Example: list and download CSV exports

input:
azure-blob:
container-name: reporting
blob-names:
- exports/daily/
mode: list-and-download
include-regex:
- "\\.csv(\.gz)?$"
maximum-age: 4h
fingerprinting: true
storage-account: ${secrets.azure_account}
storage-master-key: ${secrets.azure_key}
preprocessors:
- extension

Configure Lyft Data to write to Azure Blob Storage

Add the azure-blob output to a job. Key fields:

  • container-name – destination container (required).
  • blob-destination – literal name (name: ...) or field reference (field: ...).
  • modeput uploads blobs; delete removes existing blobs.
  • disable-blob-name-guid, guid-prefix, guid-suffix – control the GUID prefix appended to uploaded blobs.
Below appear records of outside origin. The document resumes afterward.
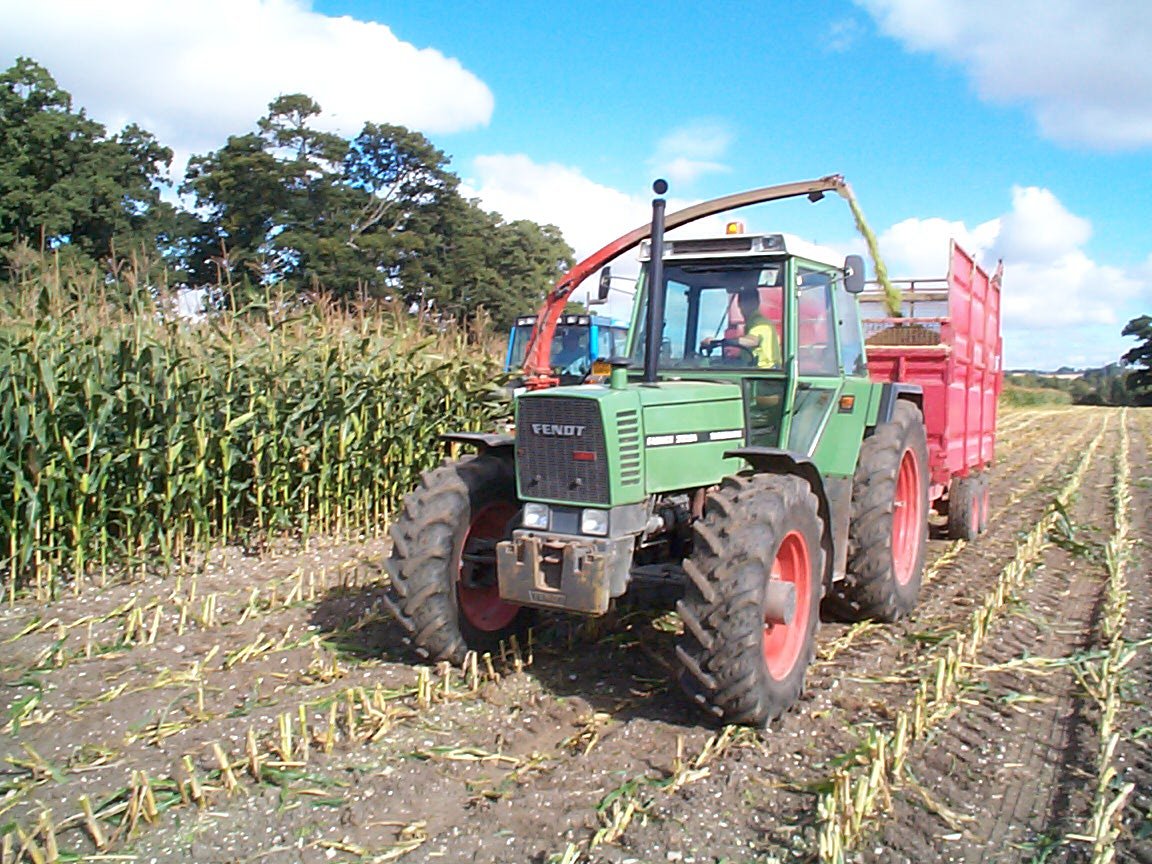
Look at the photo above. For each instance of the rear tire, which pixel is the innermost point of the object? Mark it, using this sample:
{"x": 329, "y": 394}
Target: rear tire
{"x": 735, "y": 662}
{"x": 442, "y": 585}
{"x": 887, "y": 536}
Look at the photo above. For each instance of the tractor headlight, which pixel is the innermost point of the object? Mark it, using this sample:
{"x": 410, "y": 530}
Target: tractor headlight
{"x": 536, "y": 515}
{"x": 595, "y": 522}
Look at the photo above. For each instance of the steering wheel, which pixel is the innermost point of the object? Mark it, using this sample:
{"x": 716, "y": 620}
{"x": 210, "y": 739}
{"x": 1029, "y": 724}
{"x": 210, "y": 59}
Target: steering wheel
{"x": 706, "y": 349}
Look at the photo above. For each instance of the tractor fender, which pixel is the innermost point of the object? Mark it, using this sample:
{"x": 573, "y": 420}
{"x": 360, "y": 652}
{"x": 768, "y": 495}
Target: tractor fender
{"x": 483, "y": 441}
{"x": 833, "y": 505}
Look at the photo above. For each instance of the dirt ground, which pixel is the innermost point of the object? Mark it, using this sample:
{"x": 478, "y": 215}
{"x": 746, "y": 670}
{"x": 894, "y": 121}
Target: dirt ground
{"x": 267, "y": 710}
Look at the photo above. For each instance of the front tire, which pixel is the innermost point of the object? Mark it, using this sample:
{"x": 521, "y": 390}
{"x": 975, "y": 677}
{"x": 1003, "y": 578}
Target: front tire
{"x": 887, "y": 536}
{"x": 759, "y": 536}
{"x": 442, "y": 585}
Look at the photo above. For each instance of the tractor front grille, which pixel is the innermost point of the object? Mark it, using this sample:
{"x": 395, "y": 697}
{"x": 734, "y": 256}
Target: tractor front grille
{"x": 560, "y": 451}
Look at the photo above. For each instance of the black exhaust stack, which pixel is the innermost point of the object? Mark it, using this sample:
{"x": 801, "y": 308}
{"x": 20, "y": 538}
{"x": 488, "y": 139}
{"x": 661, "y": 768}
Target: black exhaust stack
{"x": 653, "y": 323}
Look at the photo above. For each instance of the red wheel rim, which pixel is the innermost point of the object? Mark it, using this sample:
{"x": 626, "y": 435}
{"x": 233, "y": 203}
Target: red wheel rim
{"x": 907, "y": 518}
{"x": 783, "y": 643}
{"x": 480, "y": 605}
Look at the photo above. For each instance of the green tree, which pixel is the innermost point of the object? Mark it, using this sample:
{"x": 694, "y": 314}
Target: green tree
{"x": 65, "y": 183}
{"x": 1139, "y": 379}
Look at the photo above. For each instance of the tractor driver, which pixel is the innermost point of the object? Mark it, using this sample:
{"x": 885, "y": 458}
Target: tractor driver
{"x": 573, "y": 357}
{"x": 759, "y": 338}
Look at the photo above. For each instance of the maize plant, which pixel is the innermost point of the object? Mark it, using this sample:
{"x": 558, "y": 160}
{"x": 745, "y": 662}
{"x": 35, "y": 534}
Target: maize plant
{"x": 129, "y": 438}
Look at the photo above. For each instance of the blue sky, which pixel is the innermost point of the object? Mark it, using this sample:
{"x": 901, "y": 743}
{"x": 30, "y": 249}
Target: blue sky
{"x": 1022, "y": 128}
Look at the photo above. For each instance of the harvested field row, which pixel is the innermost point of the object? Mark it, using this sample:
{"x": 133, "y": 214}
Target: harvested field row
{"x": 546, "y": 757}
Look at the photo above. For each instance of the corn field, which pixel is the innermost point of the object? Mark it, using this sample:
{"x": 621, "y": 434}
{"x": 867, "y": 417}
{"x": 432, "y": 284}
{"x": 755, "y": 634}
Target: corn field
{"x": 131, "y": 438}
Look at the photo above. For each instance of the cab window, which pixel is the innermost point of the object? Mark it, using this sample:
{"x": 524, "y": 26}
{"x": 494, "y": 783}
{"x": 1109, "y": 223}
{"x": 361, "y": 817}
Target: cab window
{"x": 816, "y": 340}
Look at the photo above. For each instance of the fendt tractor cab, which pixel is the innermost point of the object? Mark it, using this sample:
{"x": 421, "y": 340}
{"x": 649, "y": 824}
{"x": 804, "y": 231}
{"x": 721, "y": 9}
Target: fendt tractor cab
{"x": 737, "y": 447}
{"x": 578, "y": 342}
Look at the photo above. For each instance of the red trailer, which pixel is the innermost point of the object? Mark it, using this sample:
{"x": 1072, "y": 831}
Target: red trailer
{"x": 948, "y": 342}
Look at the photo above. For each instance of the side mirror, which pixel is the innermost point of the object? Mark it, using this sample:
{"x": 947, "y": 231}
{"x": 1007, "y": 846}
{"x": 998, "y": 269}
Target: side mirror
{"x": 605, "y": 285}
{"x": 854, "y": 274}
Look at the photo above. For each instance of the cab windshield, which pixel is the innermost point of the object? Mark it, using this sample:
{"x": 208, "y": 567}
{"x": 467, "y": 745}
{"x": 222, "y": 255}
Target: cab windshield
{"x": 719, "y": 315}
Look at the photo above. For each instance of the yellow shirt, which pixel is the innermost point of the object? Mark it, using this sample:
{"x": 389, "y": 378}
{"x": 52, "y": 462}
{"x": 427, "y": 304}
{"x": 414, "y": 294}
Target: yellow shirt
{"x": 767, "y": 349}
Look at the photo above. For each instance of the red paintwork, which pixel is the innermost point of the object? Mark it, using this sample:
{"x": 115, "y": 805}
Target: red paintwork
{"x": 783, "y": 643}
{"x": 480, "y": 605}
{"x": 907, "y": 518}
{"x": 961, "y": 376}
{"x": 537, "y": 358}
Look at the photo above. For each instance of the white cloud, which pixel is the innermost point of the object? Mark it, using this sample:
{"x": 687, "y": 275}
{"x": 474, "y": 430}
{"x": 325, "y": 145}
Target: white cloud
{"x": 194, "y": 74}
{"x": 590, "y": 214}
{"x": 1058, "y": 302}
{"x": 1082, "y": 65}
{"x": 691, "y": 151}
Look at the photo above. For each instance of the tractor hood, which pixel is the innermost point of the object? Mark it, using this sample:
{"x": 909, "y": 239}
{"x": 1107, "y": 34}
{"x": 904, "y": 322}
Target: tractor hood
{"x": 595, "y": 445}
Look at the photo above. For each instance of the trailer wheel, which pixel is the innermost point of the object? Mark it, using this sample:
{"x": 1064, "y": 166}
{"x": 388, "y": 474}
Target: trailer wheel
{"x": 752, "y": 600}
{"x": 985, "y": 500}
{"x": 964, "y": 507}
{"x": 887, "y": 535}
{"x": 442, "y": 585}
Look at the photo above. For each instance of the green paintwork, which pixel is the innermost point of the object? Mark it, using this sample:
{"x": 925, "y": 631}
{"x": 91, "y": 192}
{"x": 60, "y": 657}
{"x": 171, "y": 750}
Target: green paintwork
{"x": 802, "y": 414}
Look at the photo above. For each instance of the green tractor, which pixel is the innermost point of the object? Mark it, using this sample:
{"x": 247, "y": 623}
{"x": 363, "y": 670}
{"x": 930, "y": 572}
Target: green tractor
{"x": 740, "y": 449}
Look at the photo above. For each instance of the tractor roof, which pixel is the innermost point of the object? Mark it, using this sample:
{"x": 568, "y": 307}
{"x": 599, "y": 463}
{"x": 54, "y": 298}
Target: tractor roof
{"x": 741, "y": 245}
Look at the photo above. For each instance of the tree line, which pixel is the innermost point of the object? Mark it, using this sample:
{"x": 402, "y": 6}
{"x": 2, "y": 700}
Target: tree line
{"x": 285, "y": 207}
{"x": 1127, "y": 383}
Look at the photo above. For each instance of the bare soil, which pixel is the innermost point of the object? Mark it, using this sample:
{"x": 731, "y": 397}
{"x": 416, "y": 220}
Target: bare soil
{"x": 341, "y": 747}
Disabling requires that your names are already unique.
  • input-field – select the event field to upload; omit to serialize the entire event after preprocessors.
  • content-type – override the default text/plain content type.
  • batch & retry – configure batching and failure handling.
  • track-schema – keep __SCHEMA_NUMBER in sync when writing JSON payloads.
  • preprocessors – gzip/base64/extension handlers executed before upload.
  • storage-account / storage-master-key – credentials for writes.

Example: upload transformed data to Azure

output:
azure-blob:
container-name: processed
blob-destination:
name: exports/${{ event.partition }}/summary.json
disable-blob-name-guid: true
input-field: payload
content-type: application/json
preprocessors:
- gzip
track-schema: true
storage-account: ${secrets.azure_account}
storage-master-key: ${secrets.azure_key}

Example: delete source blobs after successful processing

output:
azure-blob:
container-name: reporting
blob-destination:
field: blob_name
mode: delete
storage-account: ${secrets.azure_account}
storage-master-key: ${secrets.azure_key}

Delete operations expect the incoming event to include the blob name (for example from the Azure input). GUID prefixes are not applied when deleting.